Benchmark results of Kubernetes network plugins (CNI) over 10Gbit/s network (Updated: August 2020)

Alexis Ducastel
ITNEXT
Published in
8 min readSep 8, 2020

--

New Version available : 2024

This article is a bit old now, it has been updated. Check it out !

https://itnext.io/benchmark-results-of-kubernetes-network-plugins-cni-over-40gbit-s-network-2024-156f085a5e4e#89d8-90c23c8caeb4-reply

This article is an update of my previous benchmark (2018 and 2019), now running Kubernetes 1.19 and Ubuntu 18.04 with CNI version up-to-date in August 2020.

Contents :

  1. Before we dive into metrics
  2. CNI MTU tuning
  3. CNI benchmark : Raw data
  4. CNI Encryption
  5. Summary
  6. Conclusion - my review

TL;DR : For those in a hurry, please check sections 3 and 4 for graphs, or sections 5 and 6 for my views on the benchmark results and their interpretation.

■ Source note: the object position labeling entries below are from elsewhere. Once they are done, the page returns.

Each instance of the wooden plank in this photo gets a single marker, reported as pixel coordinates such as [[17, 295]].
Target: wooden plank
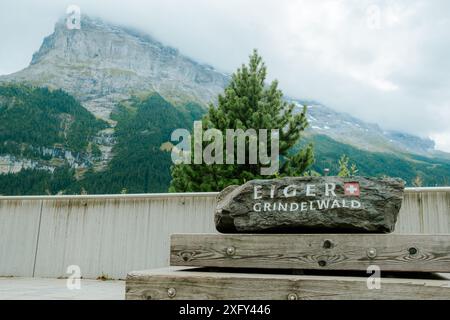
[[167, 284], [393, 252]]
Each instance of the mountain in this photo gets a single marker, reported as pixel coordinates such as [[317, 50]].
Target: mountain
[[94, 110], [347, 129], [43, 129], [102, 64]]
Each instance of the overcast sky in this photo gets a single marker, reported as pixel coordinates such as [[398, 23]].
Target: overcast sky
[[386, 62]]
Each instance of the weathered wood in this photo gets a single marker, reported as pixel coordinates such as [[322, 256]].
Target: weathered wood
[[393, 252], [173, 283]]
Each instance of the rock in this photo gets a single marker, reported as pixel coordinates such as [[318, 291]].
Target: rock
[[311, 205]]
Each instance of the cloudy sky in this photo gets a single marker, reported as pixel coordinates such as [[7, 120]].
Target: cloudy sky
[[386, 62]]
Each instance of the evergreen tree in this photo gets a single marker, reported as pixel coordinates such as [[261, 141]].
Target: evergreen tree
[[343, 167], [248, 103], [344, 170]]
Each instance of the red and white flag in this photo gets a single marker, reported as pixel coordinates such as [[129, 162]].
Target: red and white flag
[[352, 189]]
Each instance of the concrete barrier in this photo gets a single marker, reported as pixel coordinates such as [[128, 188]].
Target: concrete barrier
[[113, 234]]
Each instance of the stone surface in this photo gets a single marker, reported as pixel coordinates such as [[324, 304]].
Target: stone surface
[[319, 205]]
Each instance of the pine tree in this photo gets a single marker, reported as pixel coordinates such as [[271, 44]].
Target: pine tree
[[343, 167], [248, 103], [344, 170]]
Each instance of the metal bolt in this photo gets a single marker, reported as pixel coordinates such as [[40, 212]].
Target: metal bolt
[[327, 244], [186, 256], [292, 296], [372, 253], [172, 292], [231, 251]]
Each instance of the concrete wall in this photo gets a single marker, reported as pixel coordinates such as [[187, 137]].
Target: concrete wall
[[112, 235]]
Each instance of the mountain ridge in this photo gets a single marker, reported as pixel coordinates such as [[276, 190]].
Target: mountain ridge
[[109, 68]]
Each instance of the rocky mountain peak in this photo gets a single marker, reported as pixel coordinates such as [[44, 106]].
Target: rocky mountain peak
[[102, 64]]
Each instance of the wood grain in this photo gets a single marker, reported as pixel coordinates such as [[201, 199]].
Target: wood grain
[[417, 253], [189, 285]]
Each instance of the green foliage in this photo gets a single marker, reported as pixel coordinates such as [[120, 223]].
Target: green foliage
[[32, 118], [139, 165], [248, 103], [344, 170], [433, 171], [37, 182]]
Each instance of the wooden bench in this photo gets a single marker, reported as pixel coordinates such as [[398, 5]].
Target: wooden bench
[[316, 266]]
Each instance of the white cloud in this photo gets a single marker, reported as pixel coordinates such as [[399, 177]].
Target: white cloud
[[383, 61]]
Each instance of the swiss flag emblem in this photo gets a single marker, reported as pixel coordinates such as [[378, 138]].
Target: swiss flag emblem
[[352, 189]]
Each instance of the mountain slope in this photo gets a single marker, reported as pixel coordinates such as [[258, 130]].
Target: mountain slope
[[44, 129], [347, 129], [102, 64], [432, 171], [53, 140]]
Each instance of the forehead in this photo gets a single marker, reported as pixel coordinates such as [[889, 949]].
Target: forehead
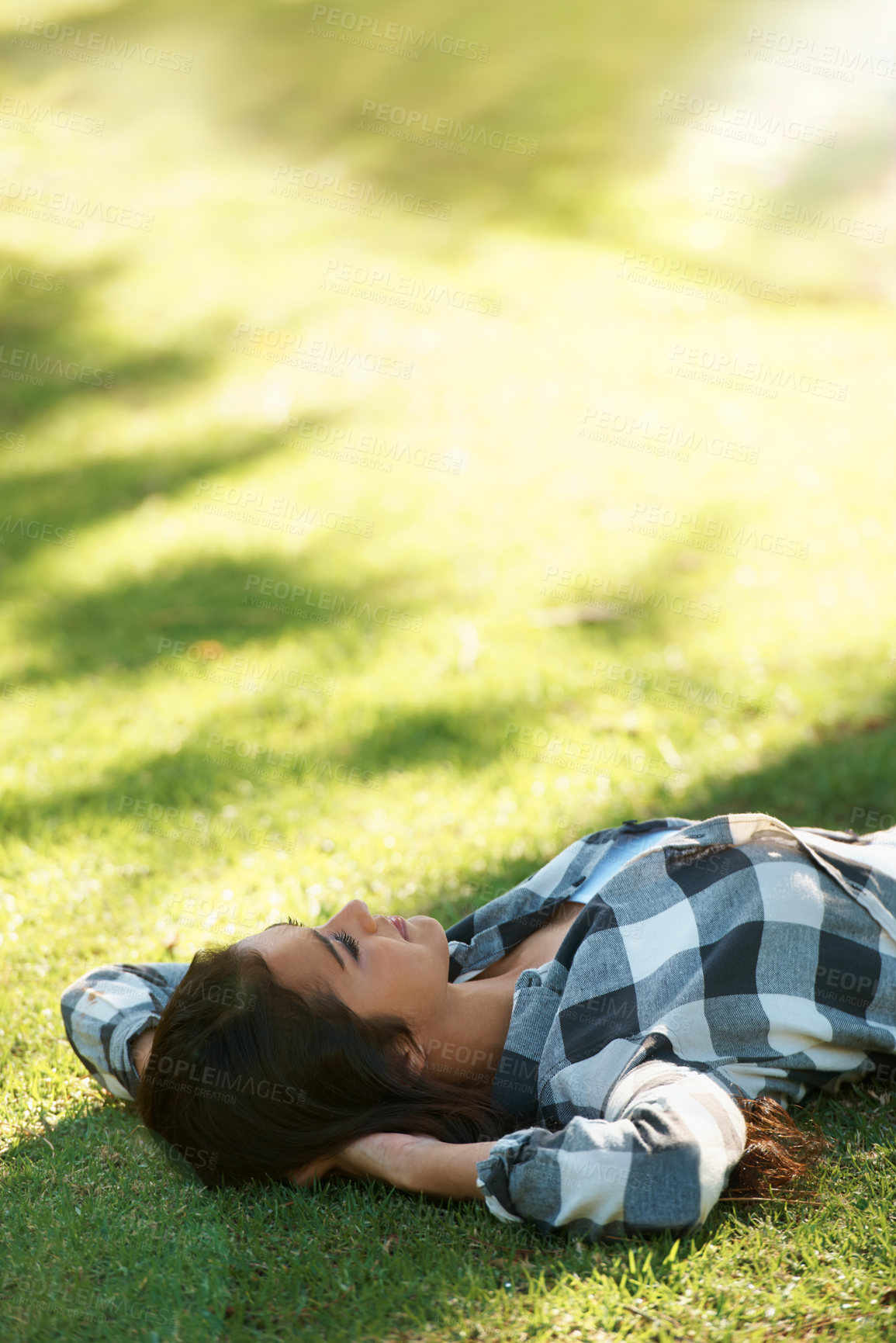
[[290, 951]]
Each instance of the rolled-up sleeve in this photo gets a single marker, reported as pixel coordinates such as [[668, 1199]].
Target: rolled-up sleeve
[[660, 1159], [106, 1009]]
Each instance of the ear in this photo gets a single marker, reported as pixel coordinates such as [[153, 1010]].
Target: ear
[[410, 1054]]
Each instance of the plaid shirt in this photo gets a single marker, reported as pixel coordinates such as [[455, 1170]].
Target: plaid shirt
[[736, 959]]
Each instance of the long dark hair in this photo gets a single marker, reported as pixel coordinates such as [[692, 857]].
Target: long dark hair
[[249, 1080]]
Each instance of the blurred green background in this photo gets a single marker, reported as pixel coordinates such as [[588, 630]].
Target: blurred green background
[[382, 514]]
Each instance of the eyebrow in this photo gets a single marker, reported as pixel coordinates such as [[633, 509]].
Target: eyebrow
[[325, 942]]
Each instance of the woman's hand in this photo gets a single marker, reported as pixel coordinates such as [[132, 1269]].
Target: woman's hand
[[407, 1161]]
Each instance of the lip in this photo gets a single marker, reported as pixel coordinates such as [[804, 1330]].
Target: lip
[[400, 923]]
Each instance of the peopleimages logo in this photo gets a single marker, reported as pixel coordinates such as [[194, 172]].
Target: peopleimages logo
[[420, 124]]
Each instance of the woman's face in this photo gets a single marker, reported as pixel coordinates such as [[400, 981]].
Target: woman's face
[[376, 964]]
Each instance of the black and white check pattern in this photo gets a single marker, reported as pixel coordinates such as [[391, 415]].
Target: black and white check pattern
[[736, 959], [739, 958]]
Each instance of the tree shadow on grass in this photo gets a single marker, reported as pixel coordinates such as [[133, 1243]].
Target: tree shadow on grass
[[53, 352], [99, 488], [842, 779], [336, 615]]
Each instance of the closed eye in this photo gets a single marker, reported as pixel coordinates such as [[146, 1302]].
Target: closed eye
[[345, 938]]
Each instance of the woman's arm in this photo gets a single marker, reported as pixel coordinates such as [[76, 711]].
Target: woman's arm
[[659, 1161], [411, 1163], [109, 1010]]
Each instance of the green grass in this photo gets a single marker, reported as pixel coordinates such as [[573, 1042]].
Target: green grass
[[372, 758]]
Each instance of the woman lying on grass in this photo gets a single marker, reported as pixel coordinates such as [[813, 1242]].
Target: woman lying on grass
[[598, 1049]]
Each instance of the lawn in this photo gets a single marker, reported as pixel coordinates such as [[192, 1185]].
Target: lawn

1) Before we dive into metrics…

1.1) What’s new since April 2019 ?

  • Put your own cluster to the test : You can now run the benchmark on your own cluster with the release of our “Kubernetes Network Benchmark” tool : knb (https://github.com/InfraBuilder/k8s-bench-suite).
  • Welcome to new challengers in the CNI battle :
    - “Antrea” from VMware Tanzu
    - “Kube-OVN” from alauda.io
  • New scenario : This benchmark covers “Pod-to-Pod” network performance, but also a new “Pod-to-Service” scenario which refers to a real-world test case. In practice, your API pod will consume database through a service, and not from the pod IP (Of course, we do test TCP and UDP for both scenarios)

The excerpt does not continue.